Posted by ChrisAVWood on 1/27/2014 at 7:19 AM
Have to agree with Aaron on this. My organization believes in CU's but many don't. Please create a server pack for SQL2008 and SQL2008R2 when they reach end of life.

Chris
Posted by AaronBertrand on 1/27/2014 at 6:46 AM
+1000. Give people a roll-up of all the fixes between the last service pack and end of life. Add a disclaimer to the service pack that says "this release will no longer receive cumulative updates." This is a very clean and tidy way to get people up to date at the very time when you want to stop supplying them with little incremental fixes - this makes for happy people all around. Since cumulative updates are, well, cumulative, you could even just call the last CU for a branch a service pack (assuming it goes through the same rigorous testing we've all come to expect for service packs).

In the future, if you want branches to die on a CU without a final service pack, then stop putting that stupid disclaimer on the CU KBs / download pages, and make it clear to users that cumulative updates are in fact not made of poison, kryptonite and asbestos, with a nice coating of mercury and lead paint for good measure.
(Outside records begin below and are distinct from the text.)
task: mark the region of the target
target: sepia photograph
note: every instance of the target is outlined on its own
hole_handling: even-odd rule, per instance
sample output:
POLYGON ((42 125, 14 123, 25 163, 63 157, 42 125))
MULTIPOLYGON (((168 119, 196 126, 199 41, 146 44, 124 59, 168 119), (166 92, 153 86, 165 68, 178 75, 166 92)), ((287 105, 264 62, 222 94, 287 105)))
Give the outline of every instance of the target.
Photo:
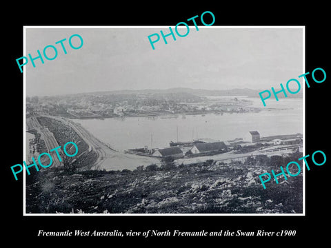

The only people that won't catch are the ones who have that disclaimer fused to their brain because you've entrenched that opinion into them for several years. Of course, you kind of kick yourself in the teeth with this every time you release a service pack with "issues" yet continue to release CUs that seem more stable and fix a lot of issues that - at least right now - people waiting for service packs may never receive. I was joking the other day in the MVP DL but I'm pretty sure there have been more service packs published with some kind of "oops" than CUs - I can only remember 2 CUs that published with issues, but certainly many more service packs with problems.
Posted by Uwe Ricken on 1/27/2014 at 5:47 AM
Due to reservation to CU's many customers refuse the Installation of CU's. Additional problem for this point is the warning of Microsoft itself to install CU's. The result are many companies / customers running old builds of SQL Server.
Posted by swasheck on 1/24/2014 at 5:30 PM
Agreed. Current documentation is the cause for many organizations' refusal to install CUs.
Posted by pmpjr on 1/24/2014 at 1:28 PM
I completely agree with Phil
Posted by Phil Brammer on 1/24/2014 at 1:11 PM
Agreed. Guidance from Microsoft, either by changing the messaging around CU installations, or by releasing SP4 would be appreciated.